In this clinical trial, the investigators are seeking to learn if a course of voice therapy, including neck massage, stretches and pain science education in addition to voice exercise and scar massage will effectively treatment patient complaints of swallowing or voice changes after total thyroidectomy as compared to voice exercise and scar massage alone.

The main questions it aims to answer are:

Will neck massage, stretches and pain science education reduce patient complaints of swallowing changes after total thyroidectomy?

Will neck massage, stretches and pain science education reduce patient complaints of voice changes after total thyroidectomy?

Will neck massage, stretches and pain science education reduce patient complaints of scar tethering and quality changes after total thyroidectomy?

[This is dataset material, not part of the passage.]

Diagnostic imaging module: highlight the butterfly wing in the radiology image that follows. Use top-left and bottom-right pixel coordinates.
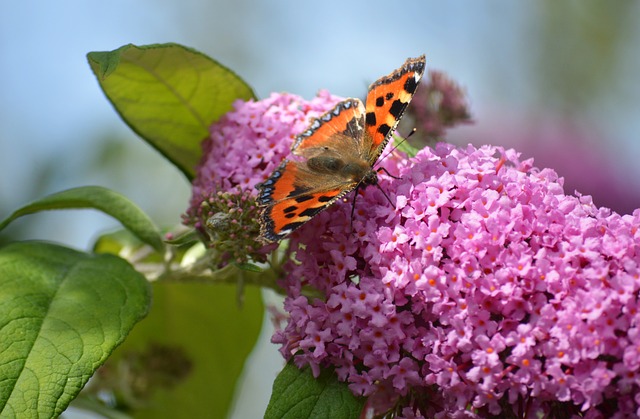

Will neck massage, stretches and pain science education improve quality of life after total thyroidectomy?

Participants will:

Participate in 4 visits with the participant's endocrine/laryngology surgeon. One prior and 3 after surgery for endoscopic evaluation and tests.

Participate in 5 Speech-Language Pathology Sessions for intervention exercises and tests. One prior and 4 after surgery.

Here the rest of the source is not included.